Day 5 - a zero in Downsville

We woke up early, around 6:15, and decided that a zero day was in order.  After having wet feet for four days and both of us in new shoes our feet have taken a pounding and we both had some pretty bad looking feet.  We made a great decision because we ran into a big problem.  We picked up our drop at the post office at 9 am after a huge breakfast at the Downsville Diner. We hit the market next door for some zero day provisions and then headed back to the hotel for some relaxation.

The cute and tiny post office  

The cute and tiny post office  

We sat down and sorted our box and I started making a game plan for tomorrow's hike.  Here is where I hit the snag.  If you're heading west out of Downsville there is a horse camp about 5 miles outside town.  The map goes on for 12 miles to the next map, which is 25.2 miles.  The only campsite for 35 miles is the one just outside of town.  The entire map that is 25.2 miles is all land owned by New York City.  There is absolutely no camping and they have their own environmental police to bust you for camping (the DEP).  Their headquarters is also at the start of this 25.2 mile map.  Now we have to figure out where to go.  I called a car spotter and he recommended I call a place.  That place recommended I drive 11 miles to a campground and didn't quite understand I was on foot and driving isn't possible.  I called the Finger Lakes Trail Conference for an idea of what to do next.
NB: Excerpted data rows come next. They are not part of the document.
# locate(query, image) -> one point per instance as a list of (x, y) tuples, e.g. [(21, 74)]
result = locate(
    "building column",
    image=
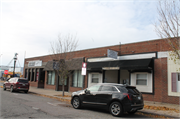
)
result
[(31, 74)]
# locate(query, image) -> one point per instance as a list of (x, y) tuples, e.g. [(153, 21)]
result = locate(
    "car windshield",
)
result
[(23, 80)]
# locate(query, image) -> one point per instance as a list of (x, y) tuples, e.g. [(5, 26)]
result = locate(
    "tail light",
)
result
[(128, 95)]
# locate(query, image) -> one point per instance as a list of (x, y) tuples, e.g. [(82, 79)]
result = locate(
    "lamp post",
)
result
[(0, 61), (15, 58)]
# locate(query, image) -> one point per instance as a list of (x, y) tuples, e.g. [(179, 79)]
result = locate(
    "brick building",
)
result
[(146, 65)]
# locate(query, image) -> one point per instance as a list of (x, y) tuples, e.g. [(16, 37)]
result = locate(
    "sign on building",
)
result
[(112, 54), (83, 72), (5, 71), (35, 63)]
The FLTC office turned out to be a dead end and a pretty bad experience.  In fact, the woman who answered the phone, when I asked what they tell thru hikers to do in this long section, told me I should have planned weeks in advance and lined up my shuttles to hotels.  I asked her if there was a town between Downsville and Bainbridge that I maybe couldn't see on their maps and she told me no in a very firm tone.  She told me she couldn't help me and hung up.  I was shocked at the treatment I received from the FLTC and I'm really upset that I called asking for help planning our day and they flat out told me they couldn't help me. We again walked back to the hotel.

We decided to blow off steam by taking some kayaks out onto the river.  The Downsville Motel is right in the East Branch of the Delaware River and we took some kayaks out on the very small stream coming from the NYC-owned reservoir where you're actually allowed to boat.  We had a beautiful view of the covered bridge and even saw a bald eagle flying around.  It was a great way to end our long and frustrating day.

Screw it, let's kayak! 

Screw it, let's kayak! 

I won't tell you guys where or what we'll be doing tomorrow.  I will say that this trail, so far, hasn't been the norm for us.  We normally run into people who are full of information and very helpful.  We've been lost, soaking wet, and now told to fend for ourselves.  After nearly 3000 long-distance hiking miles to say we finally have hit a big snag is pretty impressive.  I would like to say thank you to the people we talked to today who DID take the time to help us out on the phone - Richard, Tina, and Jim.  Thank you!  And also a big thanks goes out to Al and his employee at the sports shop/motel who sat down with us and looked at the map and tried to help out.  

It's gorgeous on the Delaware River! 

It's gorgeous on the Delaware River!